İngiltere'nin Northamptonshire bölgesini ziyareti sırasında konuşan Cameron, krize yönelik ülkesinin daha fazlasını yapabileceği çağrılarına yönelik, "Belli bir sayıda sığınmacıyı Suriyeli sığınmacı kamplarından ülkeye zaten aldık. Durumu dikkatle inceliyoruz. Ancak bizler, en önemli şeyin, dünyanın o bölgelerine barış ve istikrar götürmeyi denemek olduğunu düşünüyoruz. Bunun, sadece ülkelere daha fazla göçmen alınarak başarılacağına cevap oluşturduğunu düşünmüyorum" ifadelerini kullandı.
Cameron, ülkesinin krize yönelik yürüttüğü stratejinin Avrupa'nın tüm üyelerini kapsadığını belirterek, "Bu kişilerin ayrıldığı ülkelere yardımcı oluyoruz.

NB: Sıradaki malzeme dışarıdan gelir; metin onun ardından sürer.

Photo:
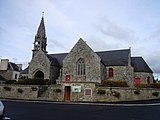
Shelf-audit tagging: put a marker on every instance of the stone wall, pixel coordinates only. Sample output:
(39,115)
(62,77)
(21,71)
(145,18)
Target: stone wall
(18,92)
(88,93)
(39,62)
(92,64)
(143,77)
(122,73)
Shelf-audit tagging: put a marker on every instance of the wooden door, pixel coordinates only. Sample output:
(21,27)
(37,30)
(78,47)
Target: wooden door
(67,93)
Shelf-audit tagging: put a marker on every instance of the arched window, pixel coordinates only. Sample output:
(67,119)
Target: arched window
(39,74)
(110,72)
(81,67)
(148,80)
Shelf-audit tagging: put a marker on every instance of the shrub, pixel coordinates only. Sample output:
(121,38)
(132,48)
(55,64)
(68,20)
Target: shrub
(34,89)
(137,92)
(20,90)
(100,91)
(154,85)
(116,94)
(155,93)
(7,88)
(117,83)
(57,90)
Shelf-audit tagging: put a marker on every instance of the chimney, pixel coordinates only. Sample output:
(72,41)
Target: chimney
(4,64)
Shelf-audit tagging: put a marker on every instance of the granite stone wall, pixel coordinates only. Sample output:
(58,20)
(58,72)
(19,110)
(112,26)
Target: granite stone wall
(125,73)
(91,60)
(143,77)
(39,62)
(80,92)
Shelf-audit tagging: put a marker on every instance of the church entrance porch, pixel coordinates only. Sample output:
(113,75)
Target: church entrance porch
(39,75)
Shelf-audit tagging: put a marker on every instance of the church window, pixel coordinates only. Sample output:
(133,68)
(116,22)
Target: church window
(148,79)
(15,77)
(81,67)
(110,72)
(137,81)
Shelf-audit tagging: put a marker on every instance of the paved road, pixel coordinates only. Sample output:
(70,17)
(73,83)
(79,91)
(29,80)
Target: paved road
(20,110)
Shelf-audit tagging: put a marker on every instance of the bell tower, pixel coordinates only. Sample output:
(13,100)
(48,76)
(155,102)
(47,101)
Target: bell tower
(40,42)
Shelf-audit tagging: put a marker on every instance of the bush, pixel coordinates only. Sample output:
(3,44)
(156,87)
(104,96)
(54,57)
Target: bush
(116,94)
(20,90)
(10,81)
(100,91)
(137,92)
(117,83)
(154,85)
(7,88)
(155,93)
(57,90)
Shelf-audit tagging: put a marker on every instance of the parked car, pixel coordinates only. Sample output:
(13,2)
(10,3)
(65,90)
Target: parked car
(1,110)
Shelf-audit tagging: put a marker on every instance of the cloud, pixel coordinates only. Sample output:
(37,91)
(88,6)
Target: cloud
(119,33)
(153,61)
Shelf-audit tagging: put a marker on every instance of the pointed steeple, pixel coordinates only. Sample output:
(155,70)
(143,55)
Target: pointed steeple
(40,42)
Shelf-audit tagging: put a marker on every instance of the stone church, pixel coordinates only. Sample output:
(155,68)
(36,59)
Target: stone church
(83,65)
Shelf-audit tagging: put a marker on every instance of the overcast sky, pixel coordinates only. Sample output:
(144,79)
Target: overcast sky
(103,24)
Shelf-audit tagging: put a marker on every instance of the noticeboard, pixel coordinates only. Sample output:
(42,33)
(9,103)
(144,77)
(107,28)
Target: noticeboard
(76,88)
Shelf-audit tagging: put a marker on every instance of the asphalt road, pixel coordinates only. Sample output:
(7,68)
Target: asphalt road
(21,110)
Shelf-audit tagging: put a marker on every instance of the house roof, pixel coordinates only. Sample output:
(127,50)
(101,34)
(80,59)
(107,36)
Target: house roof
(140,65)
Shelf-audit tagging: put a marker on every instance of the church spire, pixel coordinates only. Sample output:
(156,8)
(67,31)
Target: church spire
(40,42)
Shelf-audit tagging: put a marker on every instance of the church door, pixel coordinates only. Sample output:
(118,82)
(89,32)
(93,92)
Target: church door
(39,75)
(67,93)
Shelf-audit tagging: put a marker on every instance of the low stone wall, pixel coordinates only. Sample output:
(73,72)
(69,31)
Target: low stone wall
(88,93)
(124,94)
(18,92)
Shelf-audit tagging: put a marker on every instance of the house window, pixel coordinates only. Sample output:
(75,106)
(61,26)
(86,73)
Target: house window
(137,81)
(110,72)
(81,67)
(148,80)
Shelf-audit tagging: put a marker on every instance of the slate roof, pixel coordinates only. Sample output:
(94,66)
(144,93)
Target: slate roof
(59,57)
(2,78)
(109,58)
(13,66)
(140,65)
(115,57)
(53,60)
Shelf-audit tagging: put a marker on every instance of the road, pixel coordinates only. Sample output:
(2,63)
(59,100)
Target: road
(27,110)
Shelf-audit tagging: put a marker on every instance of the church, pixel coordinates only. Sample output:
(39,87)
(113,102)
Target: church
(83,65)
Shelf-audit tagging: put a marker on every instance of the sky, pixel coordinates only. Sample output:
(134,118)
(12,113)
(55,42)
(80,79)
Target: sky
(103,24)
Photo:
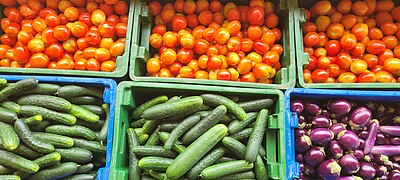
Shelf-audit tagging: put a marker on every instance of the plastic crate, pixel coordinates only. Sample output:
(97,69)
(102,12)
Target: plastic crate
(109,95)
(297,8)
(318,94)
(131,94)
(284,79)
(122,61)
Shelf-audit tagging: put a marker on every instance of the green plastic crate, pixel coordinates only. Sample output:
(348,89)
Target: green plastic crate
(297,9)
(121,63)
(130,94)
(284,79)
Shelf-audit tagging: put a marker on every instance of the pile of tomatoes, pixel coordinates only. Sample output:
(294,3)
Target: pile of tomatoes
(354,42)
(208,40)
(63,34)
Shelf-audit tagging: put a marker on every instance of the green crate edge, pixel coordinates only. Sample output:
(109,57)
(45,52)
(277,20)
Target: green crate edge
(119,166)
(139,53)
(122,62)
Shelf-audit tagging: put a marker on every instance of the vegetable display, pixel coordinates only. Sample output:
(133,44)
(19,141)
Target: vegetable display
(201,144)
(42,137)
(210,40)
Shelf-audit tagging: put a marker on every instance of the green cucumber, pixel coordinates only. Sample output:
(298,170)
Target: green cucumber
(155,163)
(256,105)
(256,136)
(29,110)
(56,172)
(206,161)
(138,111)
(223,169)
(206,123)
(78,155)
(193,153)
(26,136)
(153,151)
(236,125)
(233,108)
(9,137)
(46,101)
(133,141)
(162,111)
(17,162)
(55,139)
(73,131)
(70,91)
(17,87)
(182,127)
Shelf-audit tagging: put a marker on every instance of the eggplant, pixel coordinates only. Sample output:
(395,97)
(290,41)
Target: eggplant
(297,106)
(349,140)
(303,143)
(314,156)
(349,164)
(321,121)
(360,118)
(329,169)
(367,170)
(321,135)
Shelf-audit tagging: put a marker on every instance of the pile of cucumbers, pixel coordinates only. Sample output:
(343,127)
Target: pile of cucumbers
(48,131)
(198,137)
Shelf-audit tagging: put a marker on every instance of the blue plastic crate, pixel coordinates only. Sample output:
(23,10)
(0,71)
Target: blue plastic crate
(293,169)
(109,96)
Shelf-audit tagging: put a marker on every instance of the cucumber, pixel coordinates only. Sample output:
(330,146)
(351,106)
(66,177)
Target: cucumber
(138,111)
(145,151)
(29,110)
(155,163)
(54,139)
(133,141)
(83,114)
(256,105)
(7,116)
(93,146)
(256,136)
(206,161)
(206,123)
(182,127)
(26,136)
(70,91)
(78,155)
(46,101)
(233,108)
(9,138)
(73,131)
(56,172)
(162,111)
(236,125)
(17,162)
(188,158)
(223,169)
(177,147)
(17,87)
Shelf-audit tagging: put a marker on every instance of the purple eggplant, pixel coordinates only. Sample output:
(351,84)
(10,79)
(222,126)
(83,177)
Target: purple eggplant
(339,107)
(349,140)
(367,170)
(335,149)
(321,135)
(329,169)
(349,164)
(370,141)
(360,118)
(314,156)
(321,121)
(303,143)
(297,106)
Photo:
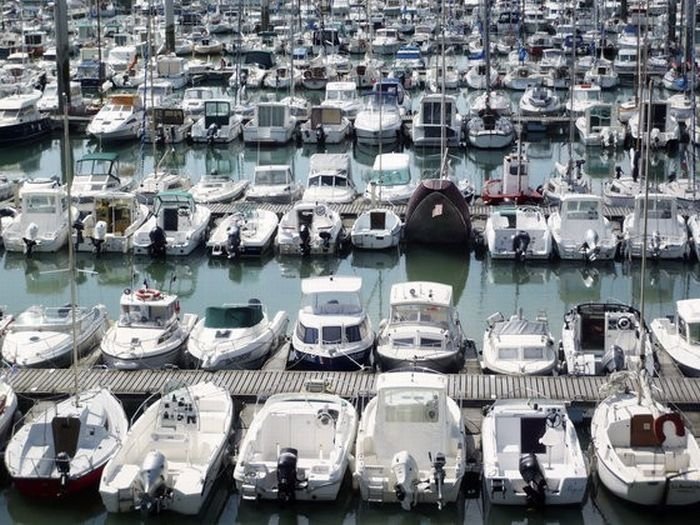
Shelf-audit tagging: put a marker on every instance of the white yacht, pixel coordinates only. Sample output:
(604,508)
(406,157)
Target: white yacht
(42,336)
(580,230)
(601,338)
(330,179)
(248,232)
(298,447)
(173,453)
(518,233)
(333,330)
(411,442)
(423,329)
(532,455)
(310,228)
(176,226)
(149,332)
(517,346)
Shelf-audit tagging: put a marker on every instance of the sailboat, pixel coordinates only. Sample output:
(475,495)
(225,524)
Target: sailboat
(63,449)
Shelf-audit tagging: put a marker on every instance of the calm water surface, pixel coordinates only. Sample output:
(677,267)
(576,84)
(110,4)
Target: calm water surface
(481,287)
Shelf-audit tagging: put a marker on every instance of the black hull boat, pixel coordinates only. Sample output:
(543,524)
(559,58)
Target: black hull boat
(437,214)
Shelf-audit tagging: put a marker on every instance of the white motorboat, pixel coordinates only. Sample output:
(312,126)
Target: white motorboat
(518,233)
(428,129)
(310,228)
(176,226)
(532,455)
(173,453)
(581,231)
(411,443)
(333,330)
(219,124)
(390,180)
(108,222)
(62,450)
(667,234)
(121,118)
(42,222)
(330,179)
(298,447)
(249,232)
(517,346)
(645,452)
(238,337)
(600,338)
(272,123)
(148,333)
(274,183)
(423,329)
(679,335)
(42,336)
(376,229)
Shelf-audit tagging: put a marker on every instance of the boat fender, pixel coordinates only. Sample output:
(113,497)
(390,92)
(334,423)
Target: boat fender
(673,417)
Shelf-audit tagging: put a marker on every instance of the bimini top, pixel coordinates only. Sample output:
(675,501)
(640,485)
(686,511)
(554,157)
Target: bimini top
(421,292)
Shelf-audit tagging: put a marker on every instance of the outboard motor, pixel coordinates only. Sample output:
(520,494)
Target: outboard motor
(405,470)
(153,482)
(532,474)
(63,467)
(439,475)
(233,242)
(287,482)
(590,248)
(521,242)
(158,242)
(30,238)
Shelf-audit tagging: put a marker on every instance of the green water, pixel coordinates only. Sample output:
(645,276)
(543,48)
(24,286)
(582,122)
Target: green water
(481,287)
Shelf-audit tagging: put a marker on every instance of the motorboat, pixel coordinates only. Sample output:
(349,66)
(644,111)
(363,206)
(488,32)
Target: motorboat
(422,330)
(297,448)
(437,213)
(310,228)
(411,442)
(645,452)
(248,232)
(390,180)
(330,179)
(61,451)
(666,230)
(679,335)
(601,338)
(20,119)
(42,222)
(108,222)
(518,232)
(327,125)
(532,455)
(376,229)
(238,337)
(514,184)
(274,183)
(428,129)
(121,118)
(173,453)
(42,336)
(581,231)
(272,123)
(333,330)
(517,346)
(149,332)
(176,226)
(219,124)
(216,187)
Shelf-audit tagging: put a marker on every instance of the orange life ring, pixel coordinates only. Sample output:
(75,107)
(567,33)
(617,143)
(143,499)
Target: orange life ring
(147,294)
(673,417)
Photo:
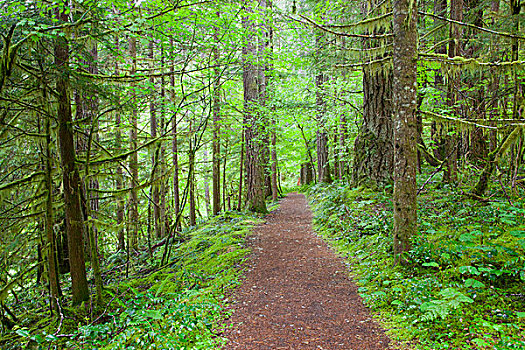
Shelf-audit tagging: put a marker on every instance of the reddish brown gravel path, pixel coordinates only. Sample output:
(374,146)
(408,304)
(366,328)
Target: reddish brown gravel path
(296,294)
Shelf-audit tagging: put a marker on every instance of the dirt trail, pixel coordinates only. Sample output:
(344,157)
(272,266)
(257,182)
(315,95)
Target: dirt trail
(296,294)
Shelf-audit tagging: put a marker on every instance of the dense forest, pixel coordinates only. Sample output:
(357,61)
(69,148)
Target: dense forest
(141,141)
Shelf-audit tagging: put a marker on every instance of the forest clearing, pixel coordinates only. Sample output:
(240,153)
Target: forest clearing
(262,174)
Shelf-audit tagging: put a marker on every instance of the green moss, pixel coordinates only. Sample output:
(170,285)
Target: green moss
(465,263)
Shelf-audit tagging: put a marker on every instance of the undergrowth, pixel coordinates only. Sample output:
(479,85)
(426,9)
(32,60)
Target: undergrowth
(178,306)
(464,286)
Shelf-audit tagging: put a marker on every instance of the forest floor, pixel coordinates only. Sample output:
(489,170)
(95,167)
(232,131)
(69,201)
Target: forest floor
(296,293)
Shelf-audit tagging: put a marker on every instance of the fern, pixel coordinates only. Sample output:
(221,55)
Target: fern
(441,308)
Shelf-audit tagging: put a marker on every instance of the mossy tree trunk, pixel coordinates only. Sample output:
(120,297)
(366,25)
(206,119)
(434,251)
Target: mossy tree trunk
(405,124)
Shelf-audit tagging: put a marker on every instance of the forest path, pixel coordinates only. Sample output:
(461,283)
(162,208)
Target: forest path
(296,294)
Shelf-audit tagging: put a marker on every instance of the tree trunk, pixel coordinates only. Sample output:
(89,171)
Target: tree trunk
(191,181)
(54,284)
(71,178)
(120,176)
(133,214)
(174,146)
(405,124)
(155,193)
(323,167)
(216,151)
(373,148)
(254,130)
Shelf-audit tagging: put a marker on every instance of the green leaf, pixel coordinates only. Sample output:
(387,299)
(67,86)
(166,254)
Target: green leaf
(431,264)
(517,233)
(473,283)
(467,237)
(154,314)
(470,270)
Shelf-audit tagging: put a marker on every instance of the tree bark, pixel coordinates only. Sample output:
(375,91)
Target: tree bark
(216,151)
(174,145)
(71,178)
(254,128)
(155,193)
(120,176)
(373,148)
(405,124)
(323,167)
(133,214)
(54,284)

Ülkelerde istikrarı artırarak, bölgede güçlü ekonomiler ve değerli işler yaratılmasını sağlıyoruz" dedi.
İngiltere Başbakanı ayrıca, Manş Tüneli ile Fransız kenti Calais'te yaşanan kaçak göçmen trajedisine yönelik olarak da "Calais'de hareket halindeyiz. Daha yapmamız gereken çok şey var. Avrupalı ortaklarımızla beraber çalışıyoruz. Bunlar büyük zorluklar. Ancak üstesinden geleceğiz" diye konuştu.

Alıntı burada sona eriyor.